Associate Professor
Tallinn University of Technology
Tallinn, Estonia


Who is Agne?

I have a background in molecular biology and biomedicine. After my initial studies in virology and neurobiology labs I had an opportunity to work at an infertility clinic as an embryologist. There I became fascinated about the importance of cell-to-cell communication necessary for the maturation of a healthy oocyte, a pre-requisite for female fertility, as the oocyte is incapable of maturation without the accompanying cells. I finished my PhD studies investigating gene expression in different cell populations in the human ovary and ever since I have tried to further understand the importance of molecular signals between these cells. 

What is your focus in the FREIA project? 

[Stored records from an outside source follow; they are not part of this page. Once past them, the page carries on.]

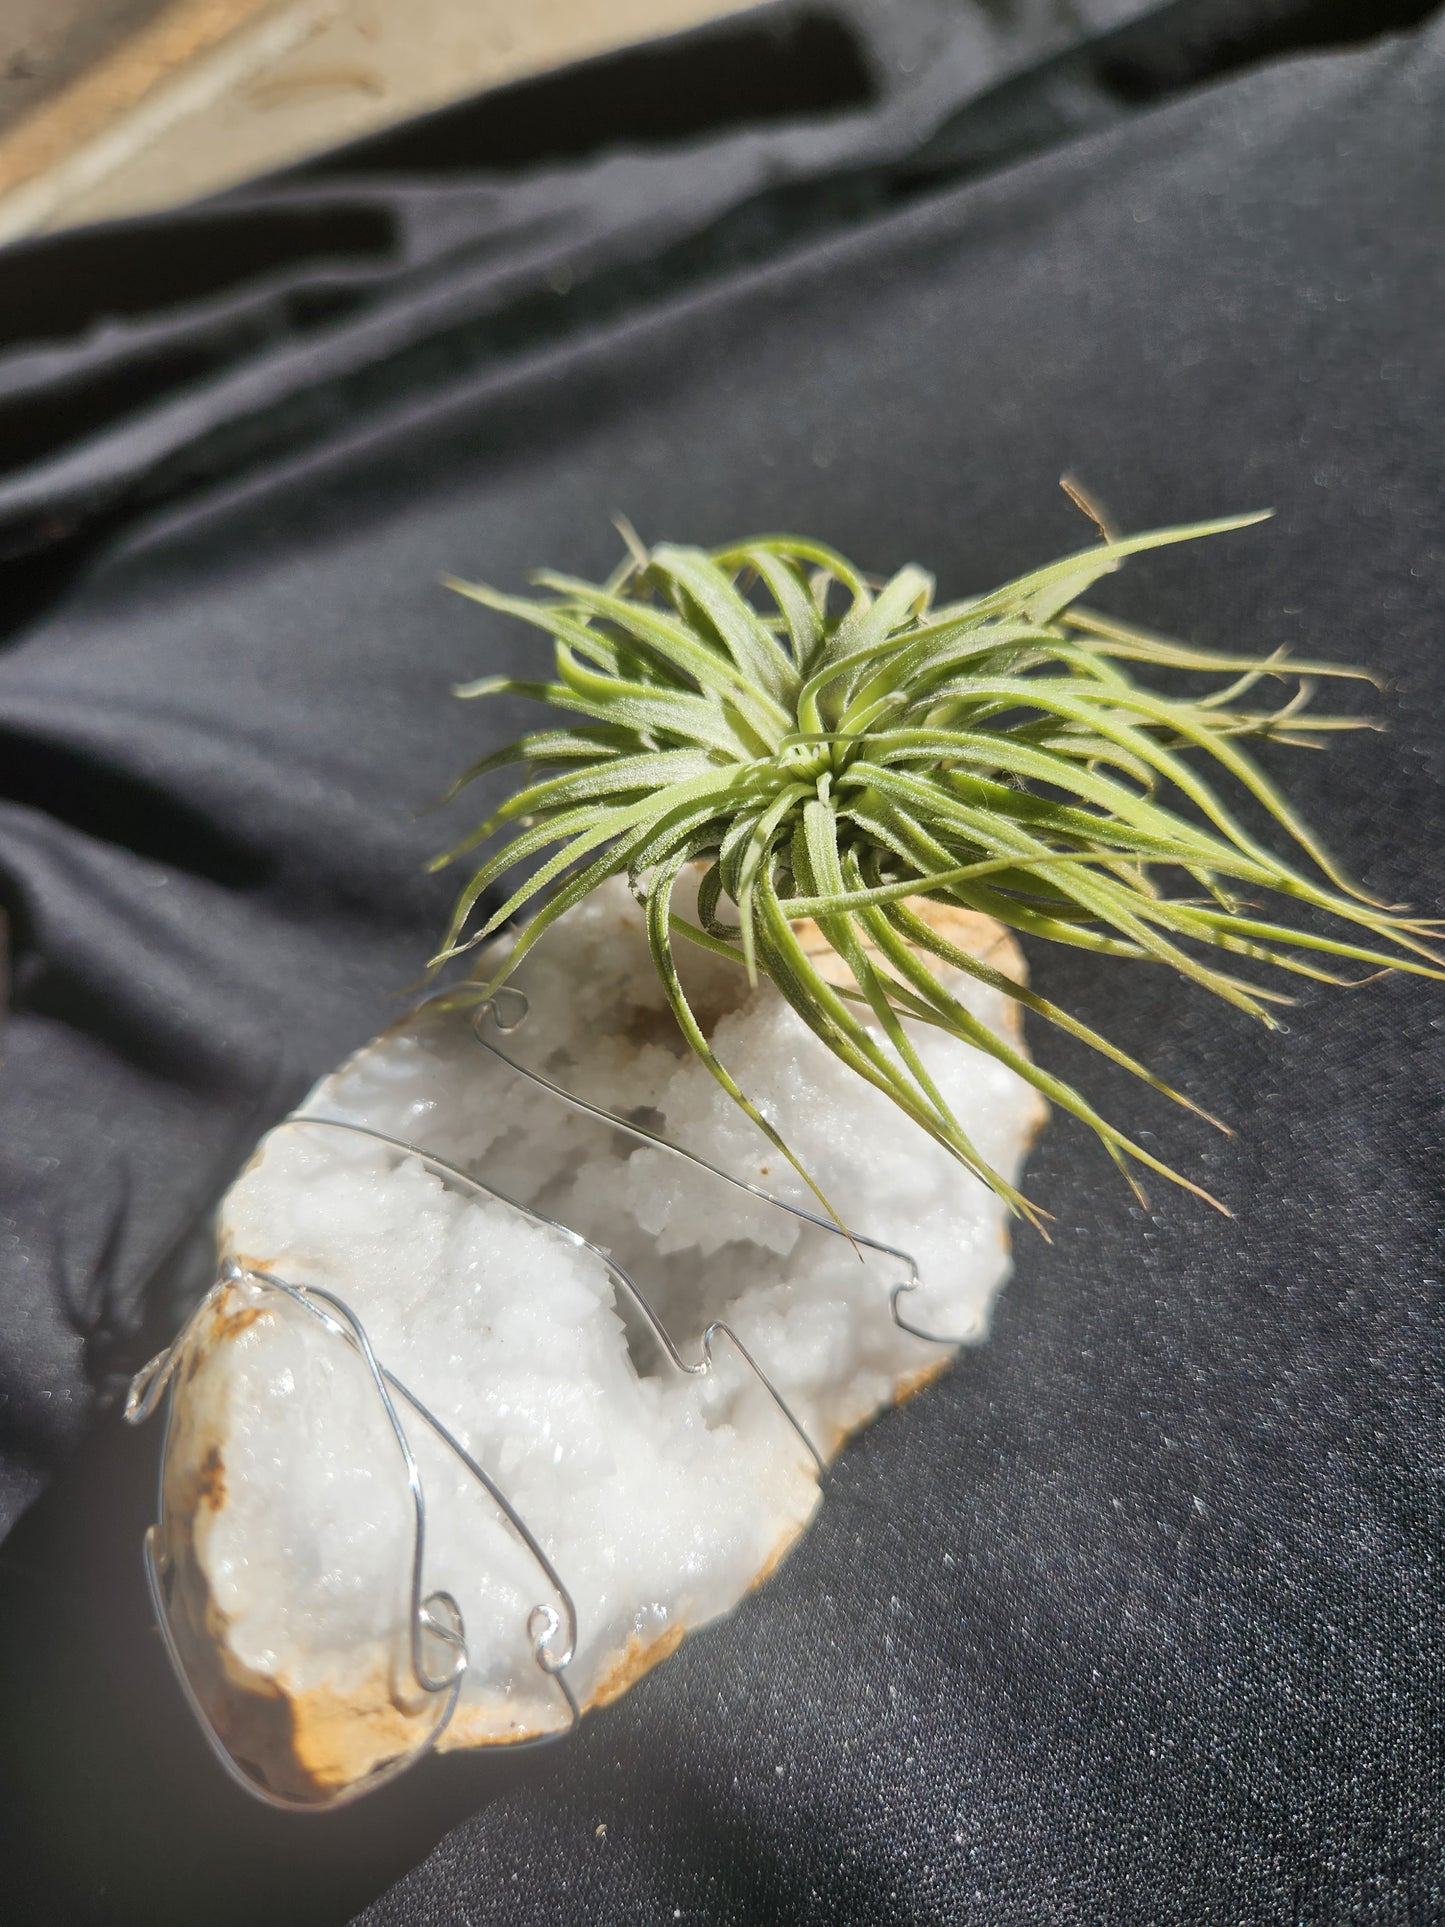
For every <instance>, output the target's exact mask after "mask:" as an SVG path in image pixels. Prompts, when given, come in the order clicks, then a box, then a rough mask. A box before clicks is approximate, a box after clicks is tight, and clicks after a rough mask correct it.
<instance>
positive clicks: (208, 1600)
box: [162, 898, 1046, 1802]
mask: <svg viewBox="0 0 1445 1927" xmlns="http://www.w3.org/2000/svg"><path fill="white" fill-rule="evenodd" d="M909 908H911V910H913V911H915V913H917V915H921V917H925V919H927V921H929V923H931V925H933V927H934V929H936V931H938V933H940V935H944V937H946V938H948V940H950V942H954V944H956V946H958V948H961V950H967V952H969V954H971V956H975V958H979V960H981V962H985V964H988V965H990V967H992V969H996V971H1000V973H1004V975H1008V977H1011V979H1013V981H1017V983H1023V981H1025V965H1023V958H1021V954H1019V948H1017V944H1015V942H1013V938H1011V935H1010V933H1008V931H1006V929H1004V927H1002V925H998V923H994V921H992V919H988V917H983V915H977V913H973V911H965V910H956V908H952V906H946V904H933V902H927V900H917V898H915V900H909ZM796 929H798V935H800V938H801V942H803V948H805V950H807V954H809V958H813V962H815V964H817V967H819V969H821V971H823V975H825V977H828V979H830V981H834V983H852V977H850V973H848V965H846V964H844V962H842V958H838V956H836V952H834V950H832V946H830V944H828V942H827V938H825V937H823V933H821V931H819V927H817V925H815V923H811V921H800V923H798V925H796ZM925 962H927V964H929V967H933V969H938V967H940V965H938V960H934V958H933V956H925ZM482 969H486V965H484V967H482ZM1006 1029H1008V1041H1010V1043H1011V1044H1021V1021H1019V1006H1017V1004H1011V1002H1010V1004H1008V1012H1006ZM383 1041H385V1039H378V1041H376V1044H368V1046H366V1050H374V1048H378V1046H380V1044H381V1043H383ZM351 1062H355V1060H351ZM1044 1116H1046V1106H1044V1102H1042V1098H1038V1100H1037V1104H1035V1110H1033V1123H1031V1135H1033V1133H1035V1131H1037V1129H1038V1125H1040V1123H1042V1120H1044ZM220 1247H222V1258H225V1256H233V1254H235V1253H231V1249H229V1233H227V1227H225V1212H223V1210H222V1224H220ZM243 1262H245V1260H243ZM252 1262H254V1260H252ZM262 1268H270V1264H268V1266H262ZM266 1316H270V1314H268V1312H266V1310H264V1308H258V1307H254V1305H245V1303H243V1301H241V1297H239V1295H237V1293H233V1291H227V1293H222V1295H220V1297H218V1301H216V1305H214V1307H212V1310H210V1314H208V1318H206V1320H204V1326H202V1328H200V1330H198V1332H197V1335H195V1343H193V1353H191V1359H189V1360H187V1364H185V1368H183V1372H181V1387H179V1395H177V1397H175V1411H173V1420H171V1428H170V1439H168V1453H166V1468H164V1482H162V1490H164V1557H166V1569H168V1592H170V1615H171V1626H173V1632H175V1640H177V1644H179V1648H181V1653H183V1657H185V1663H187V1671H189V1675H191V1684H193V1690H195V1694H197V1698H198V1702H200V1705H202V1707H204V1711H206V1717H208V1719H210V1721H212V1725H214V1729H216V1732H218V1736H220V1738H222V1742H223V1744H225V1746H227V1748H229V1752H231V1754H233V1755H235V1757H237V1759H239V1761H241V1763H243V1765H245V1767H247V1771H249V1773H252V1775H254V1777H256V1781H258V1782H260V1784H262V1786H266V1788H270V1790H272V1792H276V1794H279V1796H283V1798H289V1800H297V1802H308V1800H314V1802H324V1800H326V1798H328V1796H333V1794H335V1792H337V1790H343V1788H351V1786H355V1784H356V1782H360V1781H364V1779H366V1777H368V1775H372V1773H376V1771H378V1769H380V1767H383V1765H385V1763H387V1761H391V1759H395V1757H397V1755H401V1754H408V1752H412V1750H414V1748H418V1746H420V1744H422V1742H424V1740H426V1736H428V1730H430V1727H432V1723H434V1721H435V1717H437V1703H435V1702H434V1700H428V1696H424V1694H420V1692H418V1690H416V1684H414V1680H412V1678H410V1676H405V1678H399V1676H393V1673H389V1671H387V1669H381V1667H378V1669H372V1671H370V1673H368V1675H366V1676H364V1678H362V1680H360V1682H358V1684H353V1686H351V1688H349V1692H347V1694H345V1696H339V1694H337V1692H333V1690H329V1688H320V1690H318V1688H295V1690H291V1688H287V1684H285V1682H283V1680H277V1678H274V1676H268V1675H260V1673H256V1671H252V1669H249V1667H245V1665H241V1663H239V1661H237V1657H235V1653H231V1651H229V1648H227V1638H225V1632H227V1626H225V1619H223V1615H222V1613H220V1611H218V1607H216V1601H214V1599H212V1596H210V1588H208V1584H206V1578H204V1565H202V1549H204V1536H206V1532H208V1526H210V1522H212V1520H214V1518H216V1517H218V1515H220V1513H222V1511H223V1509H225V1503H227V1474H225V1430H227V1418H225V1409H227V1374H225V1359H223V1353H225V1347H227V1345H229V1343H233V1341H235V1339H237V1337H239V1335H241V1333H243V1332H245V1330H247V1328H249V1326H250V1324H252V1322H256V1320H258V1318H266ZM950 1362H952V1353H950V1355H948V1357H940V1359H938V1360H934V1362H929V1364H925V1366H923V1368H919V1370H911V1372H907V1374H904V1376H900V1378H898V1380H896V1382H894V1386H892V1393H890V1397H892V1403H900V1401H904V1399H907V1397H911V1395H913V1393H915V1391H919V1389H921V1387H923V1386H927V1384H931V1382H933V1380H934V1378H936V1376H938V1374H940V1372H944V1370H946V1368H948V1364H950ZM844 1438H846V1434H838V1436H836V1438H834V1439H830V1441H828V1449H827V1457H828V1459H832V1457H834V1453H836V1451H838V1449H840V1445H842V1443H844ZM800 1530H801V1528H798V1530H790V1532H786V1534H784V1536H782V1540H780V1542H778V1544H776V1545H775V1547H773V1549H771V1551H769V1555H767V1557H765V1559H763V1563H761V1565H759V1569H757V1572H755V1576H753V1580H751V1584H753V1586H761V1584H763V1582H765V1580H767V1578H769V1576H771V1574H773V1572H775V1571H776V1567H778V1565H780V1563H782V1559H784V1557H786V1553H788V1551H790V1547H792V1544H794V1542H796V1538H798V1532H800ZM690 1630H696V1628H694V1626H690V1624H686V1623H684V1619H674V1621H672V1623H670V1624H667V1626H665V1628H663V1632H661V1634H657V1636H655V1638H651V1640H644V1638H642V1636H638V1634H632V1636H630V1638H628V1640H626V1644H624V1648H622V1650H618V1651H617V1653H615V1655H613V1659H611V1663H609V1665H605V1667H603V1673H601V1676H599V1682H597V1686H595V1690H593V1692H591V1694H590V1698H588V1700H586V1703H584V1711H590V1709H591V1707H599V1705H607V1703H611V1702H613V1700H617V1698H618V1696H620V1694H622V1692H626V1690H628V1688H630V1686H632V1684H636V1680H638V1678H642V1676H644V1675H645V1673H647V1671H651V1667H655V1665H657V1663H661V1661H663V1659H667V1657H669V1653H672V1651H674V1650H676V1646H678V1644H680V1642H682V1638H684V1636H686V1632H690ZM538 1736H539V1732H538V1729H536V1727H522V1725H518V1723H516V1719H514V1715H512V1713H509V1709H507V1707H505V1705H503V1703H495V1705H487V1703H468V1702H462V1703H460V1705H459V1709H457V1715H455V1719H453V1721H451V1725H449V1729H447V1732H445V1734H443V1740H441V1744H443V1746H445V1748H472V1746H497V1744H509V1742H522V1740H528V1738H538Z"/></svg>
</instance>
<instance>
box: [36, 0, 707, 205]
mask: <svg viewBox="0 0 1445 1927" xmlns="http://www.w3.org/2000/svg"><path fill="white" fill-rule="evenodd" d="M742 4H744V0H98V4H96V0H92V4H89V6H87V4H85V0H50V4H46V0H0V10H2V12H4V21H2V23H0V75H10V73H13V81H12V94H10V96H6V94H4V92H0V110H4V108H6V104H8V100H13V98H15V89H19V91H21V92H19V100H21V112H19V114H17V116H15V118H12V119H10V123H8V125H6V123H4V121H0V129H2V131H0V239H12V237H15V235H23V233H35V231H42V229H48V227H60V225H69V224H75V222H89V220H104V218H108V216H114V214H131V212H141V210H145V208H158V206H168V204H175V202H179V200H191V198H195V197H197V195H206V193H214V191H216V189H222V187H229V185H233V183H235V181H243V179H249V177H250V175H256V173H264V172H268V170H270V168H279V166H285V164H287V162H291V160H299V158H301V156H304V154H312V152H318V150H322V148H326V146H333V145H337V143H339V141H349V139H353V137H356V135H362V133H370V131H372V129H378V127H383V125H387V123H391V121H397V119H405V118H407V116H410V114H420V112H424V110H426V108H434V106H441V104H445V102H447V100H455V98H460V96H462V94H470V92H476V91H478V89H484V87H495V85H497V83H501V81H509V79H516V77H518V75H524V73H538V71H541V69H545V67H555V66H563V64H566V62H568V60H578V58H582V56H586V54H595V52H601V50H605V48H611V46H622V44H626V42H630V40H642V39H651V37H655V35H663V33H674V31H680V29H684V27H690V25H696V23H697V21H703V19H711V17H715V15H721V13H728V12H738V10H740V6H742ZM10 8H15V13H13V15H12V13H10Z"/></svg>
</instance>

It is well known that an average female in the modern world encounters hundreds of environmental chemicals during her lifetime, some of which act as EDCs. It is only natural for me to ask, if and how these chemicals disturb the normal cell-to-cell communication in the ovary and how this affects oocyte development and maturation. In the FREIA project I am involved in a project investigating, which EDCs are found in measurable quantities in the human follicular fluid and how these chemicals change the expression of small RNAs that are important means of communication between cell types over a distance. In addition, we ask a similar question in a better controlled setting: rats exposed with a set of EDCs during different stages of their development and how these exposures affect the health of their ovarian follicles. My roles in these projects are the gene expression studies and bioinformatic data analysis. 

What is an interesting result you have obtained so far?

I believe that the most interesting results are yet to be published, as all the projects are very much on the way. However, I am impressed by the advancements of technologies that allow the analysis of all activated genes from single cells and tiny amounts of body fluids that we have successfully mastered to use also in the FREIA projects. 

What would you like to accomplish within the FREIA project? 

I think that it is very important to demonstrate either the safety or harmfulness of potential EDCs in in vivo settings – showing that individuals exposed to certain chemicals have or do not have a detrimental fertility outcome. And if harmful, what is the underlying mechanism leading to reduced infertility. In my opinion this is the most important question to be answered by the end of FREIA.

How is the COVID-19 pandemic affecting you/your work?

In Estonia, the research labs have not been closed down during the pandemic. Therefore, I have managed to carry on my work as usual.

Is there anything else you would like to share with the people following FREIA?

The collaborators in the FREIA project are doing extensive work in trying to understand how EDCs affect female infertility at the molecular level. I invite everyone interested to read about the results obtained during FREIA thus far.